I have this query that it's supposed to take first n rows of grouped data. I used RANK()
in combination with OVER PARTITION BY
to identify top n rows per group:
SELECT X.USERID, X.ARTID, X.AVGTIMEONPAGE,EDP.ARTDSC,
RANK() OVER (PARTITION BY X.USERID ORDER BY X.AVGTIMEONPAGE DESC) as rank
FROM
(SELECT GANG.userID AS USERID,GANG.avgTimeOnPage AS AVGTIMEONPAGE,
split_part(GANG.pageTitle,' -',1) as ARTID
FROM GoogleAnalytics.navigazioneG AS GANG
WHERE GANG.pagePath LIKE '%DataSheets%' ) AS X
LEFT JOIN ESPDDS.ESP_DPRODUCT AS EDP
ON EDP.ARTID=X.ARTID AND EDP.SCD_IS_CURRENT=1
AND EDP.COMPANYID=1
WHERE X.ARTID NOT LIKE '%Company%' AND rank in (1,2,3,4,5)

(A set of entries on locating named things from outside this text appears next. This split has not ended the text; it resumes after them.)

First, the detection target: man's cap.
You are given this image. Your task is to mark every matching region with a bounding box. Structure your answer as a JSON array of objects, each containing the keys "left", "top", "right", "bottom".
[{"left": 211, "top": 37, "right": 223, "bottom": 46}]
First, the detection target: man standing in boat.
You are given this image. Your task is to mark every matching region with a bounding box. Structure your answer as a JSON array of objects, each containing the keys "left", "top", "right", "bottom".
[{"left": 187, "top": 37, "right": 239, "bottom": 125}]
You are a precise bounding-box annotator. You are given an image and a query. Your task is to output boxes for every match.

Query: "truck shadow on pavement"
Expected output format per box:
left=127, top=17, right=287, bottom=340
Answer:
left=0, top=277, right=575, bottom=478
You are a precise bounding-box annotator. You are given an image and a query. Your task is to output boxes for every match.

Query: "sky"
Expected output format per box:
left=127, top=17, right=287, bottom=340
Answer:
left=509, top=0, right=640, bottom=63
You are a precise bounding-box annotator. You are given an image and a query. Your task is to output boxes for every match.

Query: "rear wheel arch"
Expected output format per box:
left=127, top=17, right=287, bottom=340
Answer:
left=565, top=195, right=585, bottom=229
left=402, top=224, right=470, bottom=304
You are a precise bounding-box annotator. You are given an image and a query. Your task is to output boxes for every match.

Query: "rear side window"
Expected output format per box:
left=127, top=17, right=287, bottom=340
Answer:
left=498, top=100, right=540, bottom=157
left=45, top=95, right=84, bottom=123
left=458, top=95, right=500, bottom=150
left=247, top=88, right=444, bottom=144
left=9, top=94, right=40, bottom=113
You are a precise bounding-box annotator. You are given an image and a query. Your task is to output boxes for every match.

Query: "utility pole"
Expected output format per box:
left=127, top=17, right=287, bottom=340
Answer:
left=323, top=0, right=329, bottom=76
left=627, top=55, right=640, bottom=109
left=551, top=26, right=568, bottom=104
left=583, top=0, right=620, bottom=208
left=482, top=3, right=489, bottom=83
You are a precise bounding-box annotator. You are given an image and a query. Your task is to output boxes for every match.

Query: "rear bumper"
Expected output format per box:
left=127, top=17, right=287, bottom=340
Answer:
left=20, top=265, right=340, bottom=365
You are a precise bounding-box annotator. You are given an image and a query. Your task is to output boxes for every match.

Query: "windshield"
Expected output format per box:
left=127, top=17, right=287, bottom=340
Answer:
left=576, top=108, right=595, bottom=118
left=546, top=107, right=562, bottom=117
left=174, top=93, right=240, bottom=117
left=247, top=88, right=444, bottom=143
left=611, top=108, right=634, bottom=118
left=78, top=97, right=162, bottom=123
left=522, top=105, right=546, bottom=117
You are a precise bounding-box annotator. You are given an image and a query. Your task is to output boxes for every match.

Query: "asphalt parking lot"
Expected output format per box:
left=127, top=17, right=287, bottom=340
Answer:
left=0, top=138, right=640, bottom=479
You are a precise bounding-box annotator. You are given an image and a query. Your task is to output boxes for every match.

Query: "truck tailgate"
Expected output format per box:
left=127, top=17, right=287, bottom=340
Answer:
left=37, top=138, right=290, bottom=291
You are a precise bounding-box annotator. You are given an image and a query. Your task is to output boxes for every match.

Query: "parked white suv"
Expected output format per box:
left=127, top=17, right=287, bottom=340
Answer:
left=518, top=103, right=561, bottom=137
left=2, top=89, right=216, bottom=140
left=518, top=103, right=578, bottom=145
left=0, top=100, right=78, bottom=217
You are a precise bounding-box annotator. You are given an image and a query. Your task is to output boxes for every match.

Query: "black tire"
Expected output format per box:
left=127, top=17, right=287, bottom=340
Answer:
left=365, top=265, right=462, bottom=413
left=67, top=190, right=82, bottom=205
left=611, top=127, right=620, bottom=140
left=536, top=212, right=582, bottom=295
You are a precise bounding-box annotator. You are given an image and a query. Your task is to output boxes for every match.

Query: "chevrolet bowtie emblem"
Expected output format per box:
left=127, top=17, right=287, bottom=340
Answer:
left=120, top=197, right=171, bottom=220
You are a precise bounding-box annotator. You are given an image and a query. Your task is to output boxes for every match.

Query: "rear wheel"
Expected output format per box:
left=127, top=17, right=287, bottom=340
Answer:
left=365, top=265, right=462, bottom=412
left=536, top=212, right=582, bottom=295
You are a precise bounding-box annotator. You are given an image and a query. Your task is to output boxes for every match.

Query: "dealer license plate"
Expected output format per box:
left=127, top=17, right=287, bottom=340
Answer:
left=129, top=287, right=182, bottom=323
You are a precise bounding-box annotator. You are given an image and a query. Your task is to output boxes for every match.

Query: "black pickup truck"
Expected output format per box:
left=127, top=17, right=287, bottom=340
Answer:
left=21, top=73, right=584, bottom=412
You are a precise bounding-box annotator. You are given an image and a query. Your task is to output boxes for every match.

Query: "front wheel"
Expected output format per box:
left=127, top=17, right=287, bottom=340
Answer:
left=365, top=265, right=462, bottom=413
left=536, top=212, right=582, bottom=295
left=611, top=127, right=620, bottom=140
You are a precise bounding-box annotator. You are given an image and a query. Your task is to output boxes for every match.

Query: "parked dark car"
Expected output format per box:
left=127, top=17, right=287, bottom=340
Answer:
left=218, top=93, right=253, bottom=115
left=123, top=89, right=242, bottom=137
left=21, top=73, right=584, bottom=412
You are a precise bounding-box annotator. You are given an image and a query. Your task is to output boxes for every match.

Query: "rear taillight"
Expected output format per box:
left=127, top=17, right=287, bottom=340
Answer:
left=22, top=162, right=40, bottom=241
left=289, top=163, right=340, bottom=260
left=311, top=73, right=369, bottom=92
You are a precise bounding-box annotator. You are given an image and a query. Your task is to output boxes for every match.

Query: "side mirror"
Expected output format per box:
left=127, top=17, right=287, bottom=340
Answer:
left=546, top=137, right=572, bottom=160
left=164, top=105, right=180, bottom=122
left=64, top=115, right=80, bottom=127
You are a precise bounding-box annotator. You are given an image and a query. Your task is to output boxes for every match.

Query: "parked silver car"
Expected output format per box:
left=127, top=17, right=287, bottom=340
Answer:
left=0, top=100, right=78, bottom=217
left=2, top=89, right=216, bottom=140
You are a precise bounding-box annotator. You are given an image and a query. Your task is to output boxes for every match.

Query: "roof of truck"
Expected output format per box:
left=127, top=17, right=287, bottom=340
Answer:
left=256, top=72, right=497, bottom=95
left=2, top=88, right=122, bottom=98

it gives me an error saying that rank column doesn't exist. If I comment the last part of WHERE Clause I can see that column rank is computed correctly.
Thanks
The WHERE
clause gets evaluated before the SELECT
clause. So at that time rank
is unknown. You can use a further subquery to access it:
SELECT *
FROM
(
SELECT
X.USERID,
X.ARTID,
X.AVGTIMEONPAGE,
EDP.ARTDSC,
RANK() OVER (PARTITION BY X.USERID ORDER BY X.AVGTIMEONPAGE DESC) as rank
FROM
(
SELECT
GANG.userID AS USERID,
GANG.avgTimeOnPage AS AVGTIMEONPAGE,
split_part(GANG.pageTitle,' -',1) as ARTID
FROM GoogleAnalytics.navigazioneG AS GANG
WHERE GANG.pagePath LIKE '%DataSheets%'
) AS X
LEFT JOIN ESPDDS.ESP_DPRODUCT AS EDP ON EDP.ARTID = X.ARTID
AND EDP.SCD_IS_CURRENT = 1
AND EDP.COMPANYID = 1
WHERE X.ARTID NOT LIKE '%Company%'
) ranked
WHERE rank in (1,2,3,4,5);